Sítios da Unesco no Brasil: Importância para a Biodiversidade e as Comunidades
Relatório revela como as áreas protegidas contribuem para o meio ambiente e a vida das pessoas
Um novo relatório da Organização das Nações Unidas para a Educação, a Ciência e a Cultura (Unesco), divulgado em Paris nesta terça-feira (21), destaca a relevância dos sítios protegidos para a conservação ambiental e o bem-estar das comunidades locais. Entre os locais citados estão importantes áreas no Brasil, como o Parque Nacional dos Lençóis Maranhenses e o Parque Nacional de Iguaçu.
Áreas de Proteção em Destaque
O Parque Nacional dos Lençóis Maranhenses foi reconhecido como Patrimônio Mundial da Unesco em julho de 2024, durante a 46ª sessão do Comitê do Patrimônio Mundial, realizada em Nova Delhi, na Índia. Já o Parque Nacional de Iguaçu recebeu o mesmo reconhecimento em 1986. Segundo a Unesco, essas áreas têm uma rica biodiversidade, com mais de 2 mil espécies de plantas e cerca de 400 espécies de aves.
No caso dos Lençóis Maranhenses, o Ministério do Meio Ambiente e Mudança do Clima informa que abrigam espécies ameaçadas, como o guará e o peixe-boi-marinho. A região conta com uma incrível variedade de vida, incluindo 133 espécies de plantas e 112 de aves, além de diversas espécies de répteis.

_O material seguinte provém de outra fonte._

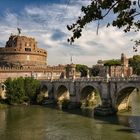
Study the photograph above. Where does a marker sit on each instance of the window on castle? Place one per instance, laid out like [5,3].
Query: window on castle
[28,49]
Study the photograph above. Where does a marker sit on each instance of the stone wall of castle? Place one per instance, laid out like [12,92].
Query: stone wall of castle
[21,50]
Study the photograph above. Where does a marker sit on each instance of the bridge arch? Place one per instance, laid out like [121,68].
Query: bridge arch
[44,90]
[122,98]
[62,93]
[90,96]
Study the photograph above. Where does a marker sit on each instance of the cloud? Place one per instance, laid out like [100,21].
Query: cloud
[47,23]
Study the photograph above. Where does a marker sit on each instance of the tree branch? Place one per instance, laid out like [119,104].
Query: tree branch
[110,9]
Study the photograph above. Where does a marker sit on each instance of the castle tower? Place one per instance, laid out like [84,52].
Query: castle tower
[22,51]
[71,71]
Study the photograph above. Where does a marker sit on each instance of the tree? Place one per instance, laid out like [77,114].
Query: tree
[21,90]
[83,69]
[135,63]
[125,12]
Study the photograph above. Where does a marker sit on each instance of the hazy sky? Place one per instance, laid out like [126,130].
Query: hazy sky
[46,21]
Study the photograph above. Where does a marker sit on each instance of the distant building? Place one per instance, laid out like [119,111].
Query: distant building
[21,57]
[117,71]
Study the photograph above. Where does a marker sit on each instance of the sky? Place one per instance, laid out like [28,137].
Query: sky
[46,21]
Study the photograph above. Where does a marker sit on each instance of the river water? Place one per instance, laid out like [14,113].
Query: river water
[42,123]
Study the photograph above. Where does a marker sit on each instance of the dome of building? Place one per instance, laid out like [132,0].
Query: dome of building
[22,51]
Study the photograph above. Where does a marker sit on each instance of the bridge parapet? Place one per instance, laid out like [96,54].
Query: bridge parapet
[125,79]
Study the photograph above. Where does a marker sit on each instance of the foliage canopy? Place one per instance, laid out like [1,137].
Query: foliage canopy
[126,13]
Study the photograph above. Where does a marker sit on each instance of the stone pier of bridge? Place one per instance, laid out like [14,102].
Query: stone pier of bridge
[114,92]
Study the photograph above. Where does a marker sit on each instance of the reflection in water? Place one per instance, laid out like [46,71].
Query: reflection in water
[42,123]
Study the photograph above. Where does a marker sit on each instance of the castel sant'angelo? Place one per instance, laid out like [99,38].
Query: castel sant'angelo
[21,56]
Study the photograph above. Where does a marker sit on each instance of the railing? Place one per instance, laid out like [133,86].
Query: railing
[101,79]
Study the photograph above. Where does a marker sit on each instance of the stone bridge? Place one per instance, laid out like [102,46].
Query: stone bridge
[114,92]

Impacto das Áreas Protegidas
O relatório revela que, apesar da queda global de 73% na população de animais selvagens desde 1970, as espécies que habitam as áreas protegidas pela Unesco se mantêm estáveis. Aproximadamente 25% desses sítios são localizados em terras indígenas, evidenciando a profunda ligação entre cultura e natureza.

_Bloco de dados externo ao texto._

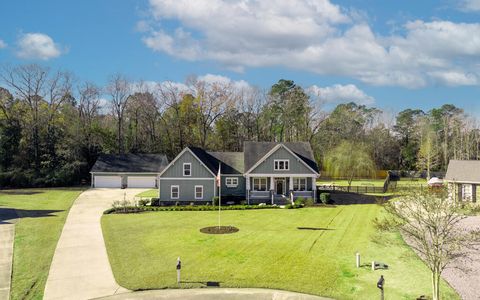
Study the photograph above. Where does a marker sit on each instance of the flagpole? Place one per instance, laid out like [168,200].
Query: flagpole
[219,194]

De acordo com Khaled El-Enany, diretor-geral da Unesco, essas áreas geram benefícios significativos para a biodiversidade e para as comunidades. Ele alerta que, se não forem priorizadas, corremos o risco de perder esses ativos valiosos.
Desafios e Necessidades Futuras
O relatório também destaca que, mesmo com sua importância, esses sítios enfrentam pressões crescentes decorrentes de mudanças climáticas. Aproximadamente 90% deles estão sob estresse ambiental, e sem intervenções efetivas, corremos o risco de alcançar limites críticos até 2050.
Investimentos em proteção e recuperação dos ecossistemas são essenciais. O relatório sugere que ações imediatas podem reduzir consideravelmente os riscos enfrentados por essas áreas.
Uma Chamada à Ação
A recomendação da Unesco é clara: ampliar esforços em quatro áreas prioritárias. Isso inclui restaurar ecossistemas, promover o desenvolvimento sustentável, integrar sítios da Unesco nas políticas climáticas globais e adotar uma governança inclusiva que valorize as comunidades locais.
O estudo conclui que o investimento na proteção dessas áreas hoje é fundamental para garantir a biodiversidade e a cultura para as futuras gerações. É um lembrete sobre a importância de unirmos esforços para preservar a riqueza natural e cultural do nosso planeta.